How can assessment encourage & motivate learners to succeed, academically & socially? Brogan
How can assessment encourage and motivate learners to succeed, academically and socially? - Brogan
Assessment is a fundamental element of teaching and learning for both students and teachers. It allows teachers to receive feedback on how well students have understood the content that has been taught. This feedback can then be used by the teacher to assess their own teaching and reflect upon its merits and areas which could be improved. It also allows the teacher to have an insight into how students are thinking or approaching the taught material. It can highlight areas of common misconceptions or areas of confusion for students, allowing teachers to address this.

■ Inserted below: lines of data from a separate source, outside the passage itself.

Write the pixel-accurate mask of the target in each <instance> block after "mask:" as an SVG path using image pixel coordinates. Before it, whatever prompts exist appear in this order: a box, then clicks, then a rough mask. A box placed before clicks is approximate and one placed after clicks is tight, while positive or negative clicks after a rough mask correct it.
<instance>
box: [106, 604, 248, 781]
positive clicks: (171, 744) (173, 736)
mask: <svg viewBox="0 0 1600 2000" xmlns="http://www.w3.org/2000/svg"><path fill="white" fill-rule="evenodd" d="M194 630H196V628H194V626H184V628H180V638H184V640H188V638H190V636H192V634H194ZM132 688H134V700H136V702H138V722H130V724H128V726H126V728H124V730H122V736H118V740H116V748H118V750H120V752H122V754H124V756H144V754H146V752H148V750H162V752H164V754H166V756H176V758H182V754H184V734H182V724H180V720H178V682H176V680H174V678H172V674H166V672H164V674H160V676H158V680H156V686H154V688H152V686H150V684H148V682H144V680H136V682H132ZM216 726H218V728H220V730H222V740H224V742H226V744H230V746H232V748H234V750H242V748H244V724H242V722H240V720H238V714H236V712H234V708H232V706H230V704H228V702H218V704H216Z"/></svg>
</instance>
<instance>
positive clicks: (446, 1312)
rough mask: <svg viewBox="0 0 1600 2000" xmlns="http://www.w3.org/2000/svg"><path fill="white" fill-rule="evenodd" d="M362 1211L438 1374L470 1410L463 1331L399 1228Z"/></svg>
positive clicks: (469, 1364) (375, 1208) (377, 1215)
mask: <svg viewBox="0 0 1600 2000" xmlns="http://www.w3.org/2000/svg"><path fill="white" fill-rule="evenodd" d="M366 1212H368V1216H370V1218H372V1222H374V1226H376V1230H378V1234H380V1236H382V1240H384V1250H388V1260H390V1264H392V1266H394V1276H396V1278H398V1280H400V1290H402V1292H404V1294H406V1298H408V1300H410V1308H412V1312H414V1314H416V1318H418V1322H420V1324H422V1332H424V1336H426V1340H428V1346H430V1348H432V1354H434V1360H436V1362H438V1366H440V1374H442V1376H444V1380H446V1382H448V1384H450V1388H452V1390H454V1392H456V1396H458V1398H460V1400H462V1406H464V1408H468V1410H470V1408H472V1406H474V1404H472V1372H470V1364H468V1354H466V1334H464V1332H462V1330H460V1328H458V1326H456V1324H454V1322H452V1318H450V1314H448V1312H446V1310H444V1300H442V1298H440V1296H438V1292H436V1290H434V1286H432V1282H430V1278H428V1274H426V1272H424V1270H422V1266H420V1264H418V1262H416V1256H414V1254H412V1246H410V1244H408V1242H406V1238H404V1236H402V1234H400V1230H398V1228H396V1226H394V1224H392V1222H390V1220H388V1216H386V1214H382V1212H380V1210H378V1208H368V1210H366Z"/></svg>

A less commonly cited benefit of assessment is its ability to motivate students socially. In my own teaching practice, I find that summative and formative testing allows me to pinpoint my students’ individual strengths and weakness, thereby aiding me when it comes to classroom differentiation. I use this information to ensure that my questions are at an appropriate level for the individual learner, allowing them the chance to contribute to the class. I believe that this approach can boost a learners’ confidence and motivation to learn, rather than embarrassing them in front of their peers. Building students’ confidence helps to promote a more student-centred environment, where students are encouraged to take part in activities such as class discussions and peer review. I feel that promoting peer review activities in my own classroom and incorporating an element of fun such as team competitions has helped promote engagement and discussion within the class. I have found for example, giving the students more autonomy over the direction of the discussion leads to the emergence of good learning and teaching opportunities; particularly when real life examples that are relevant to the learners are linked back to biology.
I have also found that asking for feedback before an assessment is a good way to help students evaluate their own learning. I ask them to give me a brief note on what topics they think they are good at, could improve more and are struggling with before they sit a summative test. I use this information to guide my revision plan. During their revision I also help them to explore different revision techniques.
I strongly agree that it is more important to praise effort over intelligence, as argued by Mueller and Dweck (1998). This point resonates with me, as I am keen to instil a growth mindset within my students and encourage and motivate them to work hard to improve (Dweck, 2015). For example, I will use formative assessment tasks as a way to give helpful comments such as action points to guide students on how they can improve, rather than focussing on the mark (Black and William 1998).
Black, P. and Wiliam, D., 1998. Assessment and classroom learning. Assessment in Education: principles, policy & practice, 5(1), pp.7-74.
Dweck, C., 2015. Carol Dweck revisits the growth mindset. Education Week, 35(5), pp.20-24.
Mueller, C.M. and Dweck, C.S., 1998. Praise for intelligence can undermine children's motivation and performance. Journal of personality and social psychology, 75(1), p.33.